If there's really a parity issue this would be status 0x2 (alert).

plbossart avatar Jul 04 '24 09:07 plbossart

@plbossart Yes, [ 33.214013] soundwire_cadence:cdns_check_attached_status_dwork: soundwire_intel soundwire_intel.link.0: Peripheral 6 status: 2 And sdw_handle_slave_alerts is called twice.

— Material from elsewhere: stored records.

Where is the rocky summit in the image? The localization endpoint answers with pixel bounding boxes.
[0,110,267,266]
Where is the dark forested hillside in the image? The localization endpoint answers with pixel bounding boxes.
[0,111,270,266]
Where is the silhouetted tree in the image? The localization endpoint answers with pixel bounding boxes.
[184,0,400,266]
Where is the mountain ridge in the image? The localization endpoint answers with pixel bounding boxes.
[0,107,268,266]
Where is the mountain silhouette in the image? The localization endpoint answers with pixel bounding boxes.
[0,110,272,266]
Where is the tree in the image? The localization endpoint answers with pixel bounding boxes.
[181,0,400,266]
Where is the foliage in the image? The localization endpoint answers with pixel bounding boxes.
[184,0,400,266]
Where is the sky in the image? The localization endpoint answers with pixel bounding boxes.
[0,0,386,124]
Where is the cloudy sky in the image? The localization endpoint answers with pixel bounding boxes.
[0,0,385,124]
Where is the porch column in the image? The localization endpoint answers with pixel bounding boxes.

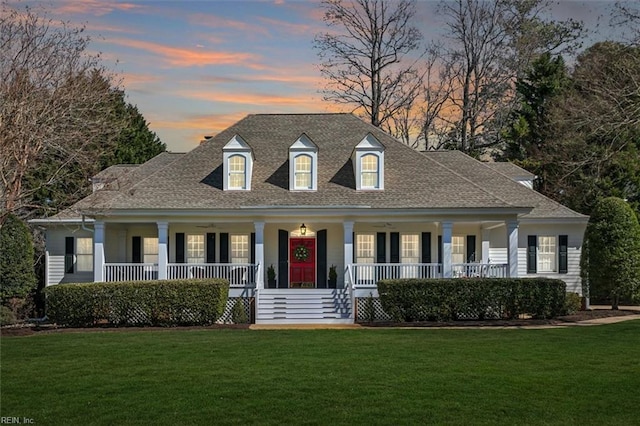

[   33.214031] rt711-sdca sdw:0:0:025d:0711:01: bard: sdw_handle_slave_alerts
[   33.294601] rt711-sdca sdw:0:0:025d:0711:01: bard: sdw_handle_slave_alerts

Then

[   33.302491] rt711-sdca sdw:0:0:025d:0711:01: bard: buf 0x1
[   33.302494] rt711-sdca sdw:0:0:025d:0711:01: bard: buf & SDW_SCP_INT1_PARITY, slave->first_interrupt_done 0 slave->prop.scp_int1_mask 0x3 slave->prop.quirks 0x1
[   33.302496] rt711-sdca sdw:0:0:025d:0711:01: bard: sdw_handle_slave_alerts clear 0x1
[   33.302553] rt711-sdca sdw:0:0:025d:0711:01: bard: sdw_handle_slave_alerts set first_interrupt_done = true
[   33.302616] rt711-sdca sdw:0:0:025d:0711:01: bard: buf 0x1
[   33.302617] rt711-sdca sdw:0:0:025d:0711:01: bard: buf & SDW_SCP_INT1_PARITY, slave->first_interrupt_done 1 slave->prop.scp_int1_mask 0x3 slave->prop.quirks 0x1
[   33.302618] rt711-sdca sdw:0:0:025d:0711:01: Parity error detected
[   33.302621] rt711-sdca sdw:0:0:025d:0711:01: bard: sdw_handle_slave_alerts clear 0x1
[   33.302678] rt711-sdca sdw:0:0:025d:0711:01: bard: sdw_handle_slave_alerts set first_interrupt_done = true
diff --git a/drivers/soundwire/bus.c b/drivers/soundwire/bus.c
index 263ca32f0c5c..53df723fe258 100644
--- a/drivers/soundwire/bus.c
+++ b/drivers/soundwire/bus.c
@@ -1618,6 +1618,7 @@ static int sdw_handle_slave_alerts(struct sdw_slave *slave)
        bool parity_check;
        bool parity_quirk;

+       dev_info(&slave->dev, "bard: %s\n", __func__);
        sdw_modify_slave_status(slave, SDW_SLAVE_ALERT);

        ret = pm_runtime_get_sync(&slave->dev);
@@ -1654,6 +1655,7 @@ static int sdw_handle_slave_alerts(struct sdw_slave *slave)
        }

        do {
+               dev_info(&slave->dev, "bard: buf %#x\n", buf);
                slave_notify = false;

                /*
@@ -1665,6 +1667,8 @@ static int sdw_handle_slave_alerts(struct sdw_slave *slave)
                        parity_quirk = !slave->first_interrupt_done &&
                                (slave->prop.quirks & SDW_SLAVE_QUIRKS_INVALID_INITIAL_PARITY);

+                       dev_info(&slave->dev, "bard: buf & SDW_SCP_INT1_PARITY, slave->first_interrupt_done %d slave->prop.scp_int1_mask %#x slave->prop.quirks %#x\n",
+                               slave->first_interrupt_done, slave->prop.scp_int1_mask, slave->prop.quirks);
                        if (parity_check && !parity_quirk)
                                dev_err(&slave->dev, "Parity error detected\n");
                        clear |= SDW_SCP_INT1_PARITY;
@@ -1754,6 +1758,7 @@ static int sdw_handle_slave_alerts(struct sdw_slave *slave)
                }

                /* Ack interrupt */
+               dev_info(&slave->dev, "bard: %s clear %#x\n", __func__, clear);
                ret = sdw_write_no_pm(slave, SDW_SCP_INT1, clear);
                if (ret < 0) {
                        dev_err(&slave->dev,
@@ -1763,6 +1768,7 @@ static int sdw_handle_slave_alerts(struct sdw_slave *slave)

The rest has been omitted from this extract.